Réunie le jeudi 26 juillet 2018 sous la présidence de M. Gérard Dériot (LR – Allier), vice président, la commission des affaires sociales a examiné, en nouvelle lecture, le projet de loi pour la liberté de choisir son avenir professionnel, sur le rapport de M. Michel Forissier (Rhône Les Républicains), Mme Catherine Fournier (Pas-de-Calais – UC), M. Philippe Mouiller (Deux Sèvres Les Républicains) et Mme Frédérique Puissat (Isère – Les Républicains).
Le calendrier d’examen de ce texte, imposé par le Gouvernement, n’a pas permis un dialogue serein et approfondi entre le Sénat et l’Assemblée nationale en vue d’obtenir un accord sur le projet de loi. De fait, la commission mixte paritaire (CMP) du 16 juillet dernier a eu lieu sept heures après le vote du projet de loi au Sénat et s’est soldée par un échec après moins d’une demi-heure de débat.
L’annonce du Président de la République devant le Congrès le 9 juillet dernier de rouvrir par anticipation la négociation de la convention d’assurance chômage signée le 14 avril 2017 avait rendu hypothétique un accord en CMP. Si le Sénat a rejeté l’amendement du Gouvernement transcrivant cette annonce, l’Assemblée nationale l’a adopté en commission en nouvelle lecture. Cet amendement méconnait le travail des parlementaires, remet en cause l’équilibre du titre II du projet de loi et porte une atteinte au principe constitutionnel de la liberté contractuelle qui n’est vraisemblablement pas justifiée par un motif d’intérêt général suffisant.
En nouvelle lecture, la quasi-totalité des apports du Sénat ont été supprimés par l’Assemblée nationale.

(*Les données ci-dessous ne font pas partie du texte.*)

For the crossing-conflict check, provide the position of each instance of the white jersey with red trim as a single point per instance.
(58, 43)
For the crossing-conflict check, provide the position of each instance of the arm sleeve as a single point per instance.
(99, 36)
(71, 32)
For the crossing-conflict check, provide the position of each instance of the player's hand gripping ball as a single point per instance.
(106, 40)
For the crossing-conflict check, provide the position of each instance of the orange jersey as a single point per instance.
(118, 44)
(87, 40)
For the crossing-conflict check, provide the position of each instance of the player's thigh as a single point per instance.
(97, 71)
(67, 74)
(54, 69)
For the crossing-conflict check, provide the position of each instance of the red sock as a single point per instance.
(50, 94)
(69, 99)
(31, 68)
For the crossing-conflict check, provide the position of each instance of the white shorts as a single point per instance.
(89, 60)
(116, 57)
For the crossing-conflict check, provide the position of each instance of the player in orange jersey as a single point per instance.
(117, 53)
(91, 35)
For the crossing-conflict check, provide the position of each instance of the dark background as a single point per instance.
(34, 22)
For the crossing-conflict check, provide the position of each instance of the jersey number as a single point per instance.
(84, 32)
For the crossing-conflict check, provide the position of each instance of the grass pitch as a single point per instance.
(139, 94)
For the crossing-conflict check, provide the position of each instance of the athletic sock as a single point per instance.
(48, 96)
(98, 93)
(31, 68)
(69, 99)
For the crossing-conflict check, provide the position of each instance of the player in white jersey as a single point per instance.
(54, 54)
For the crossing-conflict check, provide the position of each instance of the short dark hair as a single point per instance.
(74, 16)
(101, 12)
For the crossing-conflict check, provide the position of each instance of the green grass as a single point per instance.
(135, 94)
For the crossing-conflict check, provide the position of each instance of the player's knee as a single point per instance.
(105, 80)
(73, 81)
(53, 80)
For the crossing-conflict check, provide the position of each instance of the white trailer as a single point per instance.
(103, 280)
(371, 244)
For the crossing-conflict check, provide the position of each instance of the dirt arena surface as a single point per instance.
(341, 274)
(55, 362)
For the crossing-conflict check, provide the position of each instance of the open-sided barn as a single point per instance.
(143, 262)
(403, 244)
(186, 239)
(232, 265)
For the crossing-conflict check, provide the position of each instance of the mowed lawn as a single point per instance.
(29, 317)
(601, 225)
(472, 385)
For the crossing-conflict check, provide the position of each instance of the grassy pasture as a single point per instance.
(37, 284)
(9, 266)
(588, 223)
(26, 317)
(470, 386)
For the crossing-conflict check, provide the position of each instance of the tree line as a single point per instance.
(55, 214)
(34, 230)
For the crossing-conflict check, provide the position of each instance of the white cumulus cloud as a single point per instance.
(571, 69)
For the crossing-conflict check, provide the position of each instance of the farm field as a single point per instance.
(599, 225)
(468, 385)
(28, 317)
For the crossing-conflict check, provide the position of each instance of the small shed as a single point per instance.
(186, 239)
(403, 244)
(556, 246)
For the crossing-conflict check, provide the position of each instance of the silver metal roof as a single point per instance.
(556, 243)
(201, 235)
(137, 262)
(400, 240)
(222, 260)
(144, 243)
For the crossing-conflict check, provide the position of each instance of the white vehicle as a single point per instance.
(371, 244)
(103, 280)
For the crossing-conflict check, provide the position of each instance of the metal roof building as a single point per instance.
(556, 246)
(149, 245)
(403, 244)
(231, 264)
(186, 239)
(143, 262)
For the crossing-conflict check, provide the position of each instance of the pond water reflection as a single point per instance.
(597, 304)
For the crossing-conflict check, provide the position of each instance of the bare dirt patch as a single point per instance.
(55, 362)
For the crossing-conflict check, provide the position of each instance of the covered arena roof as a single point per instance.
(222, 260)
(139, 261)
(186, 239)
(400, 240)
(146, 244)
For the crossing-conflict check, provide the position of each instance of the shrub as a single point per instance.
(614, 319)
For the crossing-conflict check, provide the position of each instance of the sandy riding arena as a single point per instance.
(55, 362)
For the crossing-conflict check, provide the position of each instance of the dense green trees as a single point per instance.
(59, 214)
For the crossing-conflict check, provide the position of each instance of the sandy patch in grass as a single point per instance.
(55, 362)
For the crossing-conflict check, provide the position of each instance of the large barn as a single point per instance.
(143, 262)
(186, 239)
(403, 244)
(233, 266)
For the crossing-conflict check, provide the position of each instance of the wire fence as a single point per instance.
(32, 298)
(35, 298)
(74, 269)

Pour mémoire, le Sénat avait adopté 215 amendements en commission et 169 en séance publique afin de rééquilibrer le texte sans remettre en cause ses objectifs initiaux.
Le Sénat avait considéré que la réussite de la réforme de l’apprentissage devait passer par l’implication de tous les acteurs de cette politique publique. À ce titre, il avait renforcé le rôle des régions dans la nouvelle gouvernance de l’apprentissage, en raison de leur expérience en la matière et de leurs compétences concernant la formation professionnelle et le développement économique des territoires.
S’agissant de la réforme de la formation professionnelle, l’Assemblée nationale a balayé la plupart des apports du Sénat visant à prévenir les effets pervers de la monétisation du compte personnel de formation et à garantir une gouvernance réellement quadripartite de la politique de formation professionnelle. En outre, l’Assemblée nationale a adopté plusieurs amendements du Gouvernement ajoutant des dispositions nouvelles ou modifiant des dispositions adoptées dans les mêmes termes par les deux chambres, confirmant l’impression d’impréparation, voire d’improvisation qui entoure cette réforme.
Alors que le chômage demeure à un niveau élevé, l’annonce d’une renégociation anticipée de la convention d’assurance chômage inquiète un grand nombre de nos concitoyens, d’autant que le Gouvernement n’a toujours pas précisé les principaux objectifs de son futur document de cadrage.
La commission a souhaité marquer sa ferme opposition au Gouvernement, dont la méthode d’élaboration du texte depuis deux mois a été émaillée de maladresses, d’erreurs voire de fautes politiques, et rejeter le texte adopté par l’Assemblée nationale en nouvelle lecture, qui fait fi de la quasi totalité des apports du Sénat.
C’est pourquoi, sur proposition de ses rapporteurs, la commission a adopté une motion tendant à opposer la question préalable en application de l’article 44, alinéa 3, du Règlement du Sénat en vue de son examen en séance publique lundi 30 juillet 2018.
Le Sénat sera vigilant sur la mise en œuvre de la présente loi, qui risque de se heurter à de nombreuses difficultés dans les mois à venir.